Beginning with the Ninth Amendment (“The enumeration in the Constitution, of certain rights, shall not be construed to deny or disparage others retained by the people.”), amplified with judicious references to State constitutional ratifying debates, Barnett shows how economic liberty, along with personal liberty, was not far from the hearts of the Founding generation. Good stuff but nothing new.
Better is Barnett's deft analysis of the interplay among the Thirteenth Amendment (abolishing slavery), the Civil Rights Act of 1866, and the Fourteenth Amendment (protecting the privileges and immunities of citizens). He grounds his conclusion that with the Civil War Amendments the states too are prohibited from denying their citizens the benefits of economic liberty. Of course, Barnett acknowledges, the Supreme Court obtusely rejected what was obvious only five years later in The Slaughter House Cases and has never gotten things back on track.
Does all this mean in Barnett's view of the matter that there is no role of the states in regulating economic liberty or, more germane to my interests, contracts? No. Just as states may impose reasonable time, manner, and place restrictions even on freedom of speech, so too may they impose limits on contracts ("prescribing the manner of the exercise" of the right to contract).
All very invigorating to those bent in the libertarian direction but what about Art. I, Sec. 10, cl. 1 of the Constitution? (Which, as I'm sure everyone knows, provides that "no State shall ... pass any law ... impairing the obligation of contract.") Are we to understand by Barnett's elegant trail from the Ninth to the Fourteenth Amendments that since 1868 the states have had less power over contracts than they had for the preceding 80 years? Seems a bit of a stretch, if you ask me.
I have no doubt that the Supreme Court made a seriously wrong turn in The Slaughter House Cases; the Privileges and Immunities clause of the Fourteenth Amendment--and not Due Process or Equal Protection--was intended to protect our liberties from legislative overreach. And I also have no doubt the Thirteenth Amendment provided a constitutional basis for the Civil Rights Act of 1866. What I doubt is that the Fourteenth Amendment meant to protect (whatever exactly "protect" means) anything as broad "economic liberty."
All hat and no cowboy? No, I won't go that far but, as much as I'd like to conclude otherwise, I think Barnett has overshot the constitutional mark in this essay.

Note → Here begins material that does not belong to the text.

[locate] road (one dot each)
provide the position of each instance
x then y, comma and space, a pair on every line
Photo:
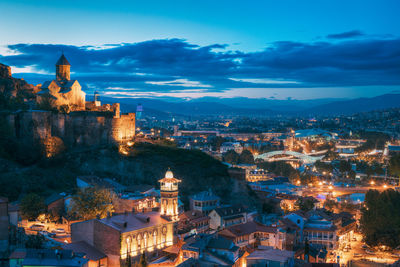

The famous yet maddening list of rights from Corfield v. Coryell, to which the framers of the 14th pointed repeatedly yet vaguely during floor debates, includes "the right to acquire and possess property of every kind...The right of a citizen of one state to pass through, or to reside in any other state, for purposes of trade, agriculture, professional pursuits, or otherwise...to institute and maintain actions of any kind in the courts of the state; to take, hold and dispose of property, either real or personal; and an exemption from higher taxes or impositions than are paid by the other citizens of the state..." Those are rights in the Corfield list that touch on economic matters. What makes the list maddening, tho', is that: 1. it's dictum, 2. it's open-ended, 3. it has repeated "reasonable regulation" qualifiers, and 4. it's demonstrably over-inclusive, as when it includes "the elective franchise." Maybe Justice B. Washington only meant that a former resident of State A cannot be permanently disenfranchised after he switches domicile to State B, but still, it seems to me he's prematurely listing a political ritht among civil rights, at a time when a sharp distinction was still made between these two types of rights. Nonetheless, Corfield is the most detailed ante-bellum gloss on Privileges and Immunities, and Rep. Bingham and Sen. Howard said to refer to it.